Document Type

Yellowstone National Park Report

First Page


Last Page



Traditional methods for measurement of vegetative characteristics can be time-consuming and labor-intensive, especially across large areas. Yet such estimates are necessary to investigate the effects of large scale disturbances on ecosystem components and processes. Because foliage of plants differentially absorbs and reflects energy within the electromagnetic spectrum, one alternative for monitoring vegetation is to use remotely sensed spectral data (Tueller 1989). Spectral indices developed from field radiometric and Landsat data have been used successfully to quantify green leaf area, biomass, and total yields in relatively homogeneous fields for agronomic uses (Shibayama and Akiyama 1989), but have met with variable success in wildland situations (Pearson et aL 1976). Interference from soils (Hardinsky et al. 1984, Huete et al. 1985), weathered litter (Huete and Jackson 1987), and senesced vegetation (Sellers 1985) have diminished the relationship between green vegetation characteristics and various vegetation indices. In 1987, we found that a linear combination of Landsat Multi-spectral Scanner (MSS) band 7 and the ratio of MSS bands 6 to 4 explained 63% of the variation in green herbaceous phytomass (GHP) in sagebrush-grasslands on ungulate summer range in the northeastern portion of Yellowstone National Park (Merrill et al. 1993).

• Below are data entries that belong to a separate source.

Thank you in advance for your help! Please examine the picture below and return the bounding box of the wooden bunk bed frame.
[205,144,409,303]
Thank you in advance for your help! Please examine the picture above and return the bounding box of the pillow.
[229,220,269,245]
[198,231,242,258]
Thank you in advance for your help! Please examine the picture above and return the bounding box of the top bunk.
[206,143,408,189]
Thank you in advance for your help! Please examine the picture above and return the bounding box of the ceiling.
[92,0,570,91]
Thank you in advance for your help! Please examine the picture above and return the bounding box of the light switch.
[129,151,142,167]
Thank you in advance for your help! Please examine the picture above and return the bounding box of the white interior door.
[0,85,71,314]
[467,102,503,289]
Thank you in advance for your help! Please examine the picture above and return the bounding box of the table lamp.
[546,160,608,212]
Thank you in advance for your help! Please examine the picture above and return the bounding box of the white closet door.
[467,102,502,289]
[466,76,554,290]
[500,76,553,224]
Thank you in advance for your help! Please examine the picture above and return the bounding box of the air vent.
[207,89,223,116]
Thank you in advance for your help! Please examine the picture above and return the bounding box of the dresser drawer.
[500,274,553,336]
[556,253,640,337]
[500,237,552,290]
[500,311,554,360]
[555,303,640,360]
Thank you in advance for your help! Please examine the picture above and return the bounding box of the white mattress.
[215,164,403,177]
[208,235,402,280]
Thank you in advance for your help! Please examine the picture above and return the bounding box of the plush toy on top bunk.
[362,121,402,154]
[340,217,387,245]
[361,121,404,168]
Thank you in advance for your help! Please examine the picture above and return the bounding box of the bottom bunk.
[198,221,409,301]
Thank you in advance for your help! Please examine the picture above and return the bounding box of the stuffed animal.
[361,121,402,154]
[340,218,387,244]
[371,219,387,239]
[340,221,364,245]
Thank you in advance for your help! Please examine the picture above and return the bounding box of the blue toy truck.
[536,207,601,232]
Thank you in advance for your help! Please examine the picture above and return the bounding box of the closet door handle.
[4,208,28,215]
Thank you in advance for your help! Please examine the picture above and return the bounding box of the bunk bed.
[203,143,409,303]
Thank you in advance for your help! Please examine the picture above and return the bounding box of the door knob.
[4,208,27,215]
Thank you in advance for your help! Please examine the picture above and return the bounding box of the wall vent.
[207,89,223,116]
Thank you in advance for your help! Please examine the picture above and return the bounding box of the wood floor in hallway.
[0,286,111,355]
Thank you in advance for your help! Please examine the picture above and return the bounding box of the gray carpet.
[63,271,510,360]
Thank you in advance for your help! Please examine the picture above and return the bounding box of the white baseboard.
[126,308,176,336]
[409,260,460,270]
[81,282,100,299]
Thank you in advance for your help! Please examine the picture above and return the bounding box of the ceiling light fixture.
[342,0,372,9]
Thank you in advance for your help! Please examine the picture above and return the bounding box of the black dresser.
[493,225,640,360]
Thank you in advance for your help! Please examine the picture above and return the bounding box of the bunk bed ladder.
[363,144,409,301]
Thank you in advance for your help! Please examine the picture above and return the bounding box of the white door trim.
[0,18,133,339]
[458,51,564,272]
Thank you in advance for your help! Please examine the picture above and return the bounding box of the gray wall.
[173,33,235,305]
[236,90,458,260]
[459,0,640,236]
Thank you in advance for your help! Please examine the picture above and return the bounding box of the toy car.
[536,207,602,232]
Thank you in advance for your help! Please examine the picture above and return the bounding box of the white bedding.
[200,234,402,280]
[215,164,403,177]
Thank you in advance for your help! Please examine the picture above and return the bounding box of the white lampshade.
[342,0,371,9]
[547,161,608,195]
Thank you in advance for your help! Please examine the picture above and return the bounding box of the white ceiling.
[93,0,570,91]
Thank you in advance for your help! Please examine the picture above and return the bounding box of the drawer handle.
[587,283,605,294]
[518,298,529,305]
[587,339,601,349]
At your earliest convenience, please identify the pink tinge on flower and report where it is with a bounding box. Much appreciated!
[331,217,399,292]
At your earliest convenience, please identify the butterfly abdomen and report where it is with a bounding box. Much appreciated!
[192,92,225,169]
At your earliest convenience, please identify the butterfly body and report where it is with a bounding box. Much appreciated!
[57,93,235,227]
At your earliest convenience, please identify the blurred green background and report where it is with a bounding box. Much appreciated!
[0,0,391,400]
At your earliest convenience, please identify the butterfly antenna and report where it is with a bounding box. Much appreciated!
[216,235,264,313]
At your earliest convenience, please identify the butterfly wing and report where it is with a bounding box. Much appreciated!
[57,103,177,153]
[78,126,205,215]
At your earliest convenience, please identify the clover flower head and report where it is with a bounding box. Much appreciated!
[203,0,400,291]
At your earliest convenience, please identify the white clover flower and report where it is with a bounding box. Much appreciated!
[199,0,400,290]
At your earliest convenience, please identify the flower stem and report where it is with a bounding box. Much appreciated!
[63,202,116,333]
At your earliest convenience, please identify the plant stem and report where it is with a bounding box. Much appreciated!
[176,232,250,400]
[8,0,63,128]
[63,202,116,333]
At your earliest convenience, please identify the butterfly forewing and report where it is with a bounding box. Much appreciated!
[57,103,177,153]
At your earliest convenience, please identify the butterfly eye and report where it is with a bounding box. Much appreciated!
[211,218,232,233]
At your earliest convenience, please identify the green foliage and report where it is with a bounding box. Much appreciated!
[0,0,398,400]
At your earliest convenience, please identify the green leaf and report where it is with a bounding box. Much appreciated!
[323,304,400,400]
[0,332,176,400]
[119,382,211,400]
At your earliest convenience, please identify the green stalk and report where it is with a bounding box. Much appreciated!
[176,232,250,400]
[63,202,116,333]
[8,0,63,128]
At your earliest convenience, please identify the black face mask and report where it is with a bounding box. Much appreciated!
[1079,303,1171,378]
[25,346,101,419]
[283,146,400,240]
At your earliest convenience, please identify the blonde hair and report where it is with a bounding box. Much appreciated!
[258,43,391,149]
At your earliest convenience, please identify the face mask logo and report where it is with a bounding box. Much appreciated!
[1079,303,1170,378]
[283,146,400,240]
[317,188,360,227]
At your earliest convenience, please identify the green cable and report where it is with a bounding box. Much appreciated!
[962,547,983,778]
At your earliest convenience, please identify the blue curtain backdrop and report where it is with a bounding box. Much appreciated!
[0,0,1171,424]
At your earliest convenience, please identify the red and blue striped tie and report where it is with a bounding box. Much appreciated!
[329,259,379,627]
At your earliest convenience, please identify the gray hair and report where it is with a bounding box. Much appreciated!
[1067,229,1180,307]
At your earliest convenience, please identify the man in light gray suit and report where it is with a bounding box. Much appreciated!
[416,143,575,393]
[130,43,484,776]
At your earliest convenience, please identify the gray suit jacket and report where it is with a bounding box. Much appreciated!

The extensive fires that occurred in the Park in the summer of 1988 provided an opportunity to determine whether remote sensing could be used to estimate green phytomass in burned areas and to monitor grassland vegetation recovery in the Park after the fires. Remote sensing has previously been used to follow succession of seral stages in pine forests (Jakubauskas et al. 1990) after burning and to monitor plant cover in tundra (Hall et al. 1980) after wildfires. The objectives of our study were to: (1) develop a model for predicting GHP in sagebrush­ grassland communities using Landsat TM spectral information and field data on GHP for 2 years, (2) validate the model by comparing predictions made from the model to actual field data collected in a third year, and if successful (3) compare initial vegetation recovery in burned areas relative to unburned sagebrush-grassland.